Known as bamia in Arabic.
I love Okra, and I love how it is flavored and cooked to make this okra stew.
Served with plain rice this recipe does it for me everytime.
Okra is one of those foods that not everyone is necessarily familiar with.
It is indigenous to the continent of Africa, and is heat and drought tolerant plant that is related to cocoa, cotton and hibiscus.
Okra has a viscous and gelatinous consistency when cooked that I personally like very much.
This type of slimy feeling can be a challenge for some.
Especially people who are sensitive to the texture of foods.
But I would recommend that people develop a taste for this wonderful vegetable.
It is so so good!
And good for you.
The fiber alone is worth making this a regular food in your diet.
Not to mention the vitamin A, flavonoid antioxidants such as beta carotene, xanthin and lutein.
And that is not all, there is vitamin C, folates, niacin, B6, thiamin, pantothenic acid, vitamin K and so much more.
This is why okra is known as ‘The Slimy Superfood’ and needs to be a big part of your diet.
This delicious okra stew is one way to partake in this superfood.
Coriander and cumin bring all the flavors together in your mouth for a mouthwatering treat.
Be sure to use small, young okra for this stew.
The bigger okra grows the more fibrous it gets, which means it begins to feel a bit like you are chewing on cardboard when it is over ripe.
Spring has finally sprung here which means being outdoors in the sunshine is very pleasant.
I do enjoy gardening so the nice weather is a welcome change.
I’ve been trying to get the backyard into some kind of shape so that time spent out there will be enjoyable.
I’m looking forward to having many of my meals outside under the mulberry tree.
I can’t tell you how wonderful it is to have my breakfast outside after getting back from the gym and my morning swim.
The air is cool with that warm feeling if that makes sense.
Breakfast is so welcome after swimming for an hour, and being outside is a bonus.
The backyard is also a great place for a nice barbeque.

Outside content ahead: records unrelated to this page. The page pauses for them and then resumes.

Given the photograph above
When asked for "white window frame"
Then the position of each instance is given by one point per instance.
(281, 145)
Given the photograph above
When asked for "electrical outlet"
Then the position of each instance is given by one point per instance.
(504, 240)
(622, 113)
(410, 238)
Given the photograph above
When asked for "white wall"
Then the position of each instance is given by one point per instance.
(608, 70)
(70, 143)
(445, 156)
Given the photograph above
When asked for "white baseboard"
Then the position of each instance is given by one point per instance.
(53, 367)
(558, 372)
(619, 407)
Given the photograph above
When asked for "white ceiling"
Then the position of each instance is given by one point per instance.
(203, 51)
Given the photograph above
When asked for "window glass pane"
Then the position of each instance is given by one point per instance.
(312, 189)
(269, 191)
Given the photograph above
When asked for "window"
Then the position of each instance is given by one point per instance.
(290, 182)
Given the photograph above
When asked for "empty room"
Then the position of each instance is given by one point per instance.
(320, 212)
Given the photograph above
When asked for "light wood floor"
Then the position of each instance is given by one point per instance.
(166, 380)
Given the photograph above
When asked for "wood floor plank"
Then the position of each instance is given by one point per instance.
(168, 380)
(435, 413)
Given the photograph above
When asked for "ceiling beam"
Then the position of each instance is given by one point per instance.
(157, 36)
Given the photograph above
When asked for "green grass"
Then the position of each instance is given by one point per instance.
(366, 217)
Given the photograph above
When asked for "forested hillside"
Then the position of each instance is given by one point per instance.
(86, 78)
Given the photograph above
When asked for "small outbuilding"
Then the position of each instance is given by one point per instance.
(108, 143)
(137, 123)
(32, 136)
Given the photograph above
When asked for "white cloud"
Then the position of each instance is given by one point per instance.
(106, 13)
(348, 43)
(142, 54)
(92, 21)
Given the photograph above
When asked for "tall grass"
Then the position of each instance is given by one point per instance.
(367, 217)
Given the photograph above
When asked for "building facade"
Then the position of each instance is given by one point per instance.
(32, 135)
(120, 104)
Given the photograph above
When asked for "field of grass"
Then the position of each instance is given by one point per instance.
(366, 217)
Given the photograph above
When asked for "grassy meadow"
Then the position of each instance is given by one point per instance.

Shish Kabobs, kafta, chicken, grilled vegetables, all on the menu, with okra stew as a side dish with salads, along with other mezze dishes.
This dish is good hot or cold, and it served as a side with many different foods, or it can sit on a plate as part of a mezze.
Very versatile and very, very tasty!
- Pour the olive oil in a pot over medium heat.
- Add onion and garlic. Fry until they soften and begin to become translucent.
- Add the diced tomato.
- Add the okra. Stir until mixed.
- Pour in vegetable stock.
- Add coriander, cumin, allspice, salt and pepper.
- Add tomato paste.
- Add dash of lemon juice.
- Add a little water if stew is too thick. Just enough to thin it to your liking.